John Marshall O'Connor (1909-1975), Author of Anonymous Footsteps (1932)

John Marshall O'Connor (1909-1975) published a single known detective novel, Anonymous Footsteps, called "an entertaining and absorbing yarn" by the New York Times Book Review, with his friend and recent Dartmouth classmate Walter P. Chrysler, Jr.'s short-lived publishing firm, Cheshire House, in 1932, when O'Connor was just 23 years old.  Three years earlier, when O'Connor was a student at Dartmouth, an earlier Dartmouth alumnus, Clifford Orr, had scored a hit with his detective novel, The Dartmouth Murders (reprinted by Coachwhip), reviewed here, which won attention at the time as an early college mystery.  (It was later filmed as well.)

Both Orr and O'Connor had been extremely active in the staging of plays at Dartmouth, Orr as a writer and O'Connor as an actor, and both had served as presidents of the the college's theatrical troupe, the Dartmouth Players.  O'Connor's father, a doctor who died when John was twelve years old, had played football at Dartmouth and later served, before embarking on a medical career, as Dartmouth's football coach.  O'Connor's mother was a daughter of a former mayor of Salem, Massachusetts, where she returned from Manchester, New Hampshire to raise her two boys, John and Raymond, after her husband died.

Cheshire House went defunct after the publisher's father, the great auto magnate Walter P. Chrysler, Sr., withdrew his support from the firm over his outrage that his son had commissioned a book on a scandalous, then current criminal case in Hawaii, the vigilante murder of Joseph Kahahawai, who had been accused of participation in the rape of a Hawaiian socialite.

John M. O'Connor as Dickon Sowerby
in children's theater adaptation
of The Secret Garden
In addition to writing a detective novel, however, O'Connor had taken up acting in children's theater, performing in such plays as Alice in Wonderland, The Secret Garden, Huckleberry Finn and Aladdin.

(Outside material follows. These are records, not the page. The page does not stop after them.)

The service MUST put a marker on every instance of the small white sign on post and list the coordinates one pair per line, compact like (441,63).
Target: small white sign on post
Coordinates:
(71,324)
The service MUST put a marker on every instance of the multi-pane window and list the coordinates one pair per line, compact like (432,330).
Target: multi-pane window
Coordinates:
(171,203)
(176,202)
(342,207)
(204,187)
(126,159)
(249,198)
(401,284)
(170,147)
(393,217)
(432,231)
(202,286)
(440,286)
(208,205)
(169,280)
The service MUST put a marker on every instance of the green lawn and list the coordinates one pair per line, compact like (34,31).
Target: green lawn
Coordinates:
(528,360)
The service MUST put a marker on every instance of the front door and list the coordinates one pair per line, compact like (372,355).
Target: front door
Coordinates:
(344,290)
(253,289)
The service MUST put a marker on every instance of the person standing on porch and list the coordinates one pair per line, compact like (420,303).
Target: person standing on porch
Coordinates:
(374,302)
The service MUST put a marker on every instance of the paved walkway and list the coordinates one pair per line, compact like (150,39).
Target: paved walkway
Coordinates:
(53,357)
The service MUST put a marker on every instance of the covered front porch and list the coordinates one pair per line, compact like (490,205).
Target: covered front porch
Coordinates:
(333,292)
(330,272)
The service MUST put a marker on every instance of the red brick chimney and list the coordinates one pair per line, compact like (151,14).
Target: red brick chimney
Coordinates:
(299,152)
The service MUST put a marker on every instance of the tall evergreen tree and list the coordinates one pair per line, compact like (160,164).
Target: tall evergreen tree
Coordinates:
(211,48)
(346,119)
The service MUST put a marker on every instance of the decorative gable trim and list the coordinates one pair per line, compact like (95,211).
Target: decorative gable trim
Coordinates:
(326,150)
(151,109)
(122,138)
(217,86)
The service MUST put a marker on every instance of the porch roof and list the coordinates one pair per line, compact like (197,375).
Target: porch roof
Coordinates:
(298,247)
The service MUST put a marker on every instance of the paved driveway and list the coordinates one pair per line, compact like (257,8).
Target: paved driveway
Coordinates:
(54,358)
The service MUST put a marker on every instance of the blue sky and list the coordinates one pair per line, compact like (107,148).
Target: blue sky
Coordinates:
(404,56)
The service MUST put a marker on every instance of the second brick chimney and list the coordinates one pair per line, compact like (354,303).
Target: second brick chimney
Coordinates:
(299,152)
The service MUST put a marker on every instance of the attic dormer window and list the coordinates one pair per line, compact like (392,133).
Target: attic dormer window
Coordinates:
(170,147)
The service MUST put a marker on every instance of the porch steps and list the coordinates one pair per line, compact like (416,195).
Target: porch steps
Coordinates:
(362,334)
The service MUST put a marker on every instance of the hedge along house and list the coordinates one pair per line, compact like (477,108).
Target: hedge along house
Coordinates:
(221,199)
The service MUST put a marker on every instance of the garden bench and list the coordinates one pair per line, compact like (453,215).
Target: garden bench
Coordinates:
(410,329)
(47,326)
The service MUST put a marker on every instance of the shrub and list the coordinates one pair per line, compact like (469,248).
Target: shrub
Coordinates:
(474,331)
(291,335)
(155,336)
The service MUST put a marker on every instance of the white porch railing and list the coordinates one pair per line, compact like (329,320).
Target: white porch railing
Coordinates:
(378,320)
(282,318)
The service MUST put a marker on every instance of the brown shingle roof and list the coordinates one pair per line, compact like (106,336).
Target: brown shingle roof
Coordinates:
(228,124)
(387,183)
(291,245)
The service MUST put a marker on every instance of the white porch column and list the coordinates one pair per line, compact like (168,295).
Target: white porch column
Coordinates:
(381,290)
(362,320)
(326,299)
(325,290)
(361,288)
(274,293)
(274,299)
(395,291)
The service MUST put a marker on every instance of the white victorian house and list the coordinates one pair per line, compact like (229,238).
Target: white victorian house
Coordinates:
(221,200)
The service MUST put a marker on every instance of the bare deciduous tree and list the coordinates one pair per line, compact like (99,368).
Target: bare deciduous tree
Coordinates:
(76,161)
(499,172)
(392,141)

There he met and married actress Philippa Bevans (1913-1968), to whom he had dedicated Anonymous Footsteps.

The couple would divorce in 1941, with Bevans going on to establish a successful career in film, stage and television.  She was best known for playing Henry Higgins' landlady in the original stage production of My Fair Lady, launching a long line of "matron" roles in her middle age. (More on Bevans and genre work is coming soon.)

O'Connor's acting career never really took off after children's theater, though he did appear, in small parts, on Broadway in two plays. After serving in the Second World War, O'Connor got an MA and PhD at Columbia University and taught for eleven years at Rockland Community College in New York.  His health having drastically declined in his sixties, O'connor died in 1975, at the age of 65.

My copy of Anonymous Footsteps has notes and memorabilia about the author collected by a woman who grew up with him in Salem and in Andover, Massachusetts, where she attended Abbot Academy and he Phillips Academy.  It's a interesting little personal story that I discuss in greater detail in the introduction to the novel.